The "two spaces" convention is left over from the days of typewriters. Typewriters allocate the same amount of space for each character, so a narrow character like "i" gets as much as a broader character like "w". (This is called "monospaced font"). With a typewriter, it makes sense to add extra space to make it clear that the prayer is over. However, the current word processing software makes the sources proportional, so we only need a space. Also, it looks better. The Chicago Manual of Style and the Modern Language Association Style Manual also adopt this position. However, the two spacers claim that their path improves readability, which is the same reason given by the American Psychological Association when it advocated two spaces.
But, as the authors of the new document point out, so far no investigations have been carried out to support this claim. They recruited 60 university students to solve the debate. First, students wrote passages to determine if they are from one space or two spacers. Then, they used eye tracking technology while reading paragraphs in which the number of spaces was manipulated. Then, they answered a question to assess reading comprehension.
The finding allegedly claimed by two spacers is that students who read the pages of two spaces were less likely to notice the scoring area, probably because the additional space made it clear that the sentence was over. This happened regardless of whether the students used one or two spaces. But the effect, the authors write, was small, and did not prevent people from rereading what they had already seen. Double spaces after a period failed to increase reading speed unless the student had two spacers. (And since we no longer use typewriters, people have started to see more and more)
It is not clear if readability really improved, although people observed the area near the period less: the two spaces after the periods did not help anyone to better understand the passage. In addition, the researchers used a monospaced source, and most computers use proportional sources, which means that researchers recognize that the findings "may differ" when dealing with other situations, such as those we encounter most frequently.
When the facts change, we should change our minds. But the facts here are simply not convincing enough to compensate for the horror of two spaces. Yes, the aesthetic choices are arbitrary and can change, but not without a good reason.

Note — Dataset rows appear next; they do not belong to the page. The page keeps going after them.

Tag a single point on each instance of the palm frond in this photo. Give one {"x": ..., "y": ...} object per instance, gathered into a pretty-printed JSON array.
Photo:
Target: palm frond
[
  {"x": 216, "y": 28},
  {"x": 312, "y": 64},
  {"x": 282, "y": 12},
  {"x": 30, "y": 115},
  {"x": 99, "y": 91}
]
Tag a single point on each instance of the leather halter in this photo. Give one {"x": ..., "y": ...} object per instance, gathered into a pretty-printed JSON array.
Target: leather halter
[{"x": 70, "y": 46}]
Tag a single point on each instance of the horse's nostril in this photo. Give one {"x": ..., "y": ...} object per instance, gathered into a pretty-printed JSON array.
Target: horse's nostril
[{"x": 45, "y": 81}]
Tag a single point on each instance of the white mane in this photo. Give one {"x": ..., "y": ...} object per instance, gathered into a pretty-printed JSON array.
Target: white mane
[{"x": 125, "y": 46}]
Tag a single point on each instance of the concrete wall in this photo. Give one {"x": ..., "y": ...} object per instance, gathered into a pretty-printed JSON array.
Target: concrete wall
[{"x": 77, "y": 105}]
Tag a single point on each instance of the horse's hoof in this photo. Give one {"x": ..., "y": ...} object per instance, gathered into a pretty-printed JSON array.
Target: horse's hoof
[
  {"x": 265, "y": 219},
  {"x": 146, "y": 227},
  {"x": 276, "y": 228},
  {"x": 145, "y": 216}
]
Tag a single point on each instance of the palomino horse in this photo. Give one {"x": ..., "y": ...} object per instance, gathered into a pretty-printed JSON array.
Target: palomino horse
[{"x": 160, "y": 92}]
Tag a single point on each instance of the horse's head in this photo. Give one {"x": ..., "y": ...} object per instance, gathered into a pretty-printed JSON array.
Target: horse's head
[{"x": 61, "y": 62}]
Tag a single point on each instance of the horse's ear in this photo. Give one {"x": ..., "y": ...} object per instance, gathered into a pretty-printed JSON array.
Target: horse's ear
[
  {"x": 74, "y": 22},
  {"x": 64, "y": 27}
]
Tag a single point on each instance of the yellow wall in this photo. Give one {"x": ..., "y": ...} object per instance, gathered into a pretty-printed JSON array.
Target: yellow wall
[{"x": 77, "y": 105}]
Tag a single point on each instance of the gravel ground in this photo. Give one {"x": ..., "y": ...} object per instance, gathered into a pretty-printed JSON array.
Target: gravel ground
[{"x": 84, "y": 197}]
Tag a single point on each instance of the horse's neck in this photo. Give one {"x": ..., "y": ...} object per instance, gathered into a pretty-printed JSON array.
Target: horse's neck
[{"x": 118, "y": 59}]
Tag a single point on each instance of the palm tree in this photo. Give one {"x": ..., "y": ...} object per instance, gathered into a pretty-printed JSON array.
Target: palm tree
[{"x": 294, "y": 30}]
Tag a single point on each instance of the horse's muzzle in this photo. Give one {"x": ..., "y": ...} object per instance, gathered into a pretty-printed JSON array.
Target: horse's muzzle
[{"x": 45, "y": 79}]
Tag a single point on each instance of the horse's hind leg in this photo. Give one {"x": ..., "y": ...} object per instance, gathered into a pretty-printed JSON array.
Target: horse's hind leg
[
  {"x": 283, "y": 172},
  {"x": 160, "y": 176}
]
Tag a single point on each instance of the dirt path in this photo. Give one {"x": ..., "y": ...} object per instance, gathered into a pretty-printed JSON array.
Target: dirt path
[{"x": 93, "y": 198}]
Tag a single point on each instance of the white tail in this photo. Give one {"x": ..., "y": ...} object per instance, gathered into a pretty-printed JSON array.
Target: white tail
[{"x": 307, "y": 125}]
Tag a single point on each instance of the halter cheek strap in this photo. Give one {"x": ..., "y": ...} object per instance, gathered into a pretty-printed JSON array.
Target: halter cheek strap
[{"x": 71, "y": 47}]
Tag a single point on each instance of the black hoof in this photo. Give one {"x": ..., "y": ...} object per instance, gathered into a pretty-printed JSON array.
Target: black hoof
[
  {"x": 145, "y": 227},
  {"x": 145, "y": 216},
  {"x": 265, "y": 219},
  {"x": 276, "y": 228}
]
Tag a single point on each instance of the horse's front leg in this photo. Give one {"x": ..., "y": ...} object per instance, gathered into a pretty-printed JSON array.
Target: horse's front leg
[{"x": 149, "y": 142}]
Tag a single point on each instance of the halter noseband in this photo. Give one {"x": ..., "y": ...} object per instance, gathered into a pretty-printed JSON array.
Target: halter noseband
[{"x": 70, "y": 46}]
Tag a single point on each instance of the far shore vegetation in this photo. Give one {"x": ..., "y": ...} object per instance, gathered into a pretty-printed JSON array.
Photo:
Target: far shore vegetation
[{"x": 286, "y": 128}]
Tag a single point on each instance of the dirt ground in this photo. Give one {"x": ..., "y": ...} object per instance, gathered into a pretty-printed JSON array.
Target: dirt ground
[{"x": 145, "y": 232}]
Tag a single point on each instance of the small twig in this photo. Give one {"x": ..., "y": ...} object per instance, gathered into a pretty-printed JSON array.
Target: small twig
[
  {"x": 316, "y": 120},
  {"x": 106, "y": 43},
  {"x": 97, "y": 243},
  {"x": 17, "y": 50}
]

Finally, it is important to note that, in a more profound way, none of this, not a space or two, or "tabs versus spaces," nor the whole debate of the Oxford comma, really matters. We humans simply love to link too much to debates that are relatively unimportant. Before the division of a space / two spaces existed, there was a famous psychological experiment that created the false division between Kandinsky and Klee. Psychologist Henri Tajfel randomly selected a group of teenagers into two groups and told them it was because they preferred the paintings by Paul Klee or Wassily Kandinsky. Despite this random classification, the children came to define themselves as "Klee lovers" or "Kandinsky lovers". When asked to distribute money, they strongly favored their own group. To be fair, adolescents and adults are fortunately not the same, so the exact details of this study could be misleading. But this finding does not surprise anyone who has seen people too tired in front of the cake.
So, really, the best and most noble of all, the action that will help us to transcend our nature, is to free us from worrying so much about spaces after periods. The authors are right when they suggest that "we should probably discuss passionately about the things that are most important." But until we overcome human nature, two spaces are wrong.